14      Finally, we note that the State invites us to hold, in keeping with the trial court’s denial of Hughes’s postconviction motion,[3] that Hughes forfeited his right to challenge the sufficiency of the evidence.  Because it is not necessary to the determination of the issue before us, we decline to do so.  See State v. Blalock, 150 Wis. 2d 688, 703, 442 N.W.2d 514 (Ct. App. 1989) (cases should be decided on narrowest possible ground).  See also State v. Gaines, 197 Wis. 2d 102, 110 n.5, 539 N.W.2d 723 (Ct. App. 1995) (We may affirm a trial court’s ruling on different grounds if the effect of our holding is to uphold the trial court’s ruling.).

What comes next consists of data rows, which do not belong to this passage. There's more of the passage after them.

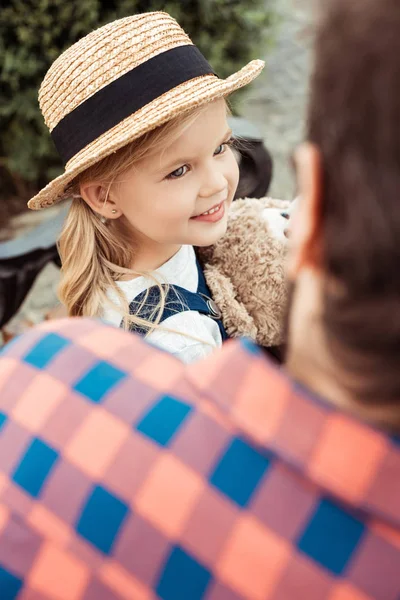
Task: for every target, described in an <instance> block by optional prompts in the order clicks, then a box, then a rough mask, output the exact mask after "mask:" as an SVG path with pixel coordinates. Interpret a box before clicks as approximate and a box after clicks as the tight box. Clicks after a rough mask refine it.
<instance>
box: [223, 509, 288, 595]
mask: <svg viewBox="0 0 400 600" xmlns="http://www.w3.org/2000/svg"><path fill="white" fill-rule="evenodd" d="M289 558H290V545H289V543H288V542H286V541H285V540H283V539H282V538H280V537H279V536H277V535H276V534H275V533H273V532H272V531H269V530H268V529H266V528H265V527H264V526H262V525H261V524H260V523H259V522H258V521H257V520H256V519H254V518H253V517H251V516H247V515H246V516H243V517H242V518H241V519H240V520H239V521H238V524H237V525H236V527H235V528H234V529H233V531H232V535H231V536H230V538H229V539H228V541H227V543H226V546H225V547H224V549H223V550H222V552H221V556H220V559H219V560H218V562H217V565H216V571H217V573H218V575H219V576H220V578H221V579H222V581H224V582H225V583H227V584H228V585H229V586H230V587H231V588H233V589H234V590H236V591H237V592H238V594H241V595H242V596H244V597H245V598H247V599H248V600H265V598H269V597H270V595H271V594H272V592H273V591H274V588H275V586H276V585H277V583H278V581H279V579H280V577H281V574H282V571H283V569H284V568H285V566H286V564H287V562H288V560H289Z"/></svg>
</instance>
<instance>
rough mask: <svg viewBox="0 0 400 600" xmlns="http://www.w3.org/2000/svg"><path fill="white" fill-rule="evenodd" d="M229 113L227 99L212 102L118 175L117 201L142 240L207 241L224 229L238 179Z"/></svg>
mask: <svg viewBox="0 0 400 600" xmlns="http://www.w3.org/2000/svg"><path fill="white" fill-rule="evenodd" d="M226 114H227V112H226V104H225V102H224V100H216V101H214V102H212V103H210V105H209V106H207V107H206V108H205V109H204V110H203V111H201V112H200V114H199V115H198V117H197V118H196V119H195V120H194V122H193V123H191V124H190V126H188V127H187V128H186V129H185V130H184V131H183V133H182V134H181V135H180V136H179V137H178V138H177V139H176V140H175V141H174V142H173V143H172V144H171V145H170V146H168V147H167V148H160V150H159V151H156V153H152V154H151V156H148V157H146V158H144V159H142V160H141V161H139V162H138V163H136V164H135V165H134V167H132V168H131V169H130V170H129V171H128V172H127V173H125V174H124V175H123V176H121V177H120V178H119V179H117V187H116V189H117V193H116V197H115V198H114V201H115V204H116V207H117V208H118V212H120V214H122V215H123V216H124V217H125V219H126V220H127V221H128V223H129V226H130V227H131V228H132V231H133V232H134V234H135V239H137V240H138V242H139V243H140V240H142V241H143V242H146V243H149V242H155V243H156V244H168V245H171V244H176V245H182V244H189V245H194V246H209V245H212V244H214V243H215V242H216V241H217V240H218V239H219V238H220V237H221V236H223V235H224V233H225V231H226V227H227V218H228V210H229V207H230V205H231V203H232V200H233V197H234V194H235V191H236V188H237V185H238V180H239V169H238V165H237V162H236V159H235V157H234V154H233V152H232V150H231V148H230V146H229V142H230V140H231V136H232V132H231V130H230V129H229V126H228V123H227V119H226ZM210 211H211V212H210ZM207 213H208V214H207Z"/></svg>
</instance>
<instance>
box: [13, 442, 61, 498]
mask: <svg viewBox="0 0 400 600" xmlns="http://www.w3.org/2000/svg"><path fill="white" fill-rule="evenodd" d="M58 458H59V455H58V452H56V451H55V450H54V449H53V448H51V447H50V446H48V445H47V444H46V443H45V442H43V441H42V440H40V439H39V438H34V440H33V441H32V443H31V444H30V446H29V447H28V449H27V450H26V452H25V454H24V456H23V457H22V460H21V461H20V463H19V464H18V466H17V468H16V469H15V471H14V474H13V476H12V480H13V481H14V482H15V483H16V484H17V485H19V486H20V487H21V488H22V489H23V490H25V492H27V493H28V494H29V495H30V496H33V497H34V498H37V497H38V496H39V495H40V492H41V490H42V488H43V485H44V484H45V482H46V479H47V477H48V476H49V475H50V473H51V471H52V470H53V468H54V466H55V465H56V463H57V461H58Z"/></svg>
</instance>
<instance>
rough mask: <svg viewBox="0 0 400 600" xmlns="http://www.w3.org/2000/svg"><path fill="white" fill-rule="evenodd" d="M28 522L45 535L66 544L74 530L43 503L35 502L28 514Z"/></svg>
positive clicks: (36, 529)
mask: <svg viewBox="0 0 400 600" xmlns="http://www.w3.org/2000/svg"><path fill="white" fill-rule="evenodd" d="M28 523H29V524H30V525H31V526H32V527H33V528H34V529H36V531H38V532H39V533H40V534H41V535H43V537H45V538H46V537H47V538H50V539H52V540H53V541H55V542H57V543H58V544H61V545H63V546H65V545H66V544H68V542H69V540H70V539H71V537H72V531H71V530H70V528H69V527H68V525H66V524H65V522H64V521H62V520H61V519H59V518H58V517H56V515H54V514H53V513H51V512H50V511H49V510H47V508H45V507H44V506H43V505H41V504H34V505H33V508H32V510H31V512H30V513H29V515H28Z"/></svg>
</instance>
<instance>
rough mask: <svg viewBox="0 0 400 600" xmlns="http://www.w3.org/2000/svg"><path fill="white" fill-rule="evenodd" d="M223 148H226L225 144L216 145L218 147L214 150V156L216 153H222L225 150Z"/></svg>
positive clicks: (214, 155)
mask: <svg viewBox="0 0 400 600" xmlns="http://www.w3.org/2000/svg"><path fill="white" fill-rule="evenodd" d="M225 150H226V144H221V145H220V146H218V148H217V149H216V151H215V152H214V156H218V154H223V153H224V152H225Z"/></svg>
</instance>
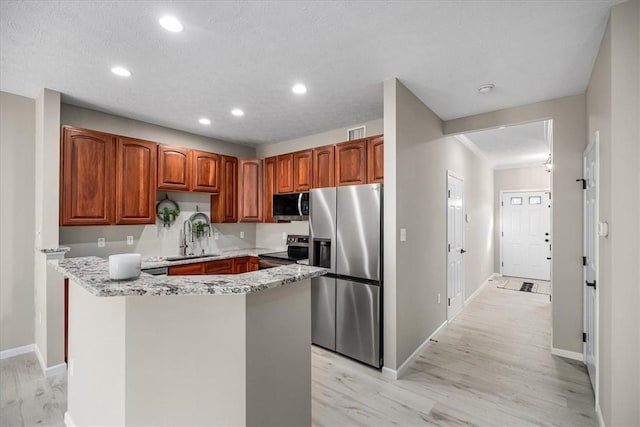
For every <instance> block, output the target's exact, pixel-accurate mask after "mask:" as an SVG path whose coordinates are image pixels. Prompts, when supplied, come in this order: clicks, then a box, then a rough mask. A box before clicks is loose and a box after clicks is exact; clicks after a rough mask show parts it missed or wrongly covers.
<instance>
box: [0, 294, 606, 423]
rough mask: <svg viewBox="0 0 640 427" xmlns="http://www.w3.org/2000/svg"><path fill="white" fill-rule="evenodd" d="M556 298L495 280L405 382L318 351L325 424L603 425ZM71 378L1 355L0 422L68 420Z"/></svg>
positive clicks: (321, 393) (317, 384)
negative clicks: (550, 349)
mask: <svg viewBox="0 0 640 427" xmlns="http://www.w3.org/2000/svg"><path fill="white" fill-rule="evenodd" d="M550 308H551V306H550V304H549V297H548V296H546V295H540V294H530V293H525V292H515V291H510V290H504V289H497V288H496V285H495V284H492V285H489V286H487V287H486V288H485V289H484V290H483V291H482V292H481V293H480V294H479V295H478V296H477V297H476V298H475V299H474V300H473V301H471V303H470V304H469V305H468V306H467V307H466V308H465V309H464V311H463V312H462V313H461V314H460V315H458V317H457V318H456V319H455V320H454V321H453V322H452V323H450V324H449V325H448V326H447V327H445V328H444V329H443V331H442V332H441V333H440V334H439V335H438V336H437V337H435V339H436V340H437V341H438V342H437V343H432V344H430V345H429V346H428V347H427V348H426V349H425V351H424V352H423V353H422V354H421V356H420V358H419V359H418V360H417V361H416V363H415V364H414V365H413V366H412V368H411V369H410V371H409V372H408V374H407V375H406V376H405V377H404V378H402V379H400V380H397V381H392V380H387V379H385V378H382V376H381V374H380V372H379V371H376V370H374V369H371V368H369V367H367V366H364V365H361V364H359V363H357V362H354V361H351V360H349V359H346V358H344V357H341V356H338V355H336V354H333V353H331V352H328V351H325V350H323V349H320V348H317V347H315V346H314V347H313V351H312V363H313V372H312V374H313V423H314V425H316V426H353V425H361V426H386V425H400V426H413V425H437V426H476V425H477V426H531V425H538V426H539V425H545V426H597V425H598V423H597V421H596V418H595V412H594V410H593V406H594V402H593V394H592V390H591V386H590V384H589V379H588V377H587V373H586V370H585V368H584V367H583V366H582V364H580V363H578V362H573V361H569V360H566V359H562V358H559V357H556V356H551V354H550V349H549V342H550V330H551V313H550ZM65 378H66V376H65V375H59V376H56V377H51V378H43V377H42V374H41V372H40V368H39V366H38V362H37V360H36V358H35V356H34V355H33V354H28V355H23V356H18V357H14V358H11V359H6V360H2V361H0V393H1V395H0V426H21V425H24V426H32V425H47V426H52V425H55V426H59V425H64V424H63V422H62V417H63V414H64V411H65V410H66V380H65Z"/></svg>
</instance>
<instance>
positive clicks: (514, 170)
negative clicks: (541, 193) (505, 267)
mask: <svg viewBox="0 0 640 427" xmlns="http://www.w3.org/2000/svg"><path fill="white" fill-rule="evenodd" d="M493 188H494V201H493V211H494V212H495V215H494V221H493V241H494V244H493V245H494V248H495V257H494V259H495V261H494V263H493V271H494V272H496V273H499V272H500V229H501V228H500V221H501V219H500V192H501V191H507V190H543V189H550V188H551V174H550V173H549V172H547V171H546V170H545V169H544V167H543V166H542V165H540V166H536V167H529V168H514V169H496V170H495V171H494V172H493Z"/></svg>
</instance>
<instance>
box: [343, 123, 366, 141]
mask: <svg viewBox="0 0 640 427" xmlns="http://www.w3.org/2000/svg"><path fill="white" fill-rule="evenodd" d="M366 135H367V133H366V127H365V126H360V127H359V128H353V129H347V138H348V139H349V141H353V140H354V139H360V138H364V137H365V136H366Z"/></svg>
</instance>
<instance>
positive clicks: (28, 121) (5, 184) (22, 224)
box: [0, 92, 36, 351]
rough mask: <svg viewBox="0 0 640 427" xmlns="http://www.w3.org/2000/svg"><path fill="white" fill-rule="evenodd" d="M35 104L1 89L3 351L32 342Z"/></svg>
mask: <svg viewBox="0 0 640 427" xmlns="http://www.w3.org/2000/svg"><path fill="white" fill-rule="evenodd" d="M35 108H36V104H35V100H33V99H30V98H24V97H21V96H17V95H12V94H9V93H6V92H0V123H2V126H0V200H2V202H3V205H4V208H3V209H2V210H0V236H1V237H0V241H1V242H2V245H0V248H1V249H0V252H1V254H0V351H2V350H7V349H10V348H15V347H20V346H23V345H28V344H33V343H34V293H33V289H34V287H33V266H34V264H33V250H34V237H35V235H34V226H33V224H34V221H35V218H34V211H35V206H34V198H33V192H34V189H35V179H34V175H35V163H34V161H33V159H34V156H35V114H36V113H35Z"/></svg>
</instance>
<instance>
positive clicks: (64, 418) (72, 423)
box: [64, 411, 76, 427]
mask: <svg viewBox="0 0 640 427" xmlns="http://www.w3.org/2000/svg"><path fill="white" fill-rule="evenodd" d="M64 425H66V426H67V427H76V423H74V422H73V419H72V418H71V415H69V411H65V413H64Z"/></svg>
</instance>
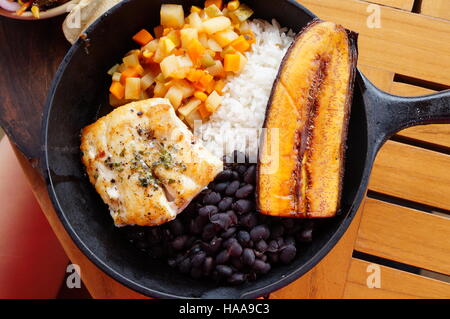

            15      For all of the foregoing reasons, we cannot say that the jury had insufficient evidence upon which to find that Hughes was in custody at Chaney as a “result of being sentenced for a crime,” nor can we say that the trial court erred in denying Hughes’s postconviction motion.  Accordingly, we affirm.

                        By the Court.—Judgment and order affirmed.

 


 



[1]  All references to the Wisconsin Statutes are to the 2009-10 version unless otherwise noted.

[2]  We also note that although Captain McPike may not have testified that Hughes was “sentenced,” Sergeant Knaack did testify that she never told Hughes that his “sentence” was over.

[3]  The trial court denied Hughes’s postconviction motion on two bases:  (1) that he waived his right to challenge the sufficiency of the evidence; and (2) even if Hughes did not waive his right to challenge the sufficiency of the evidence, the evidence was sufficient to convict him.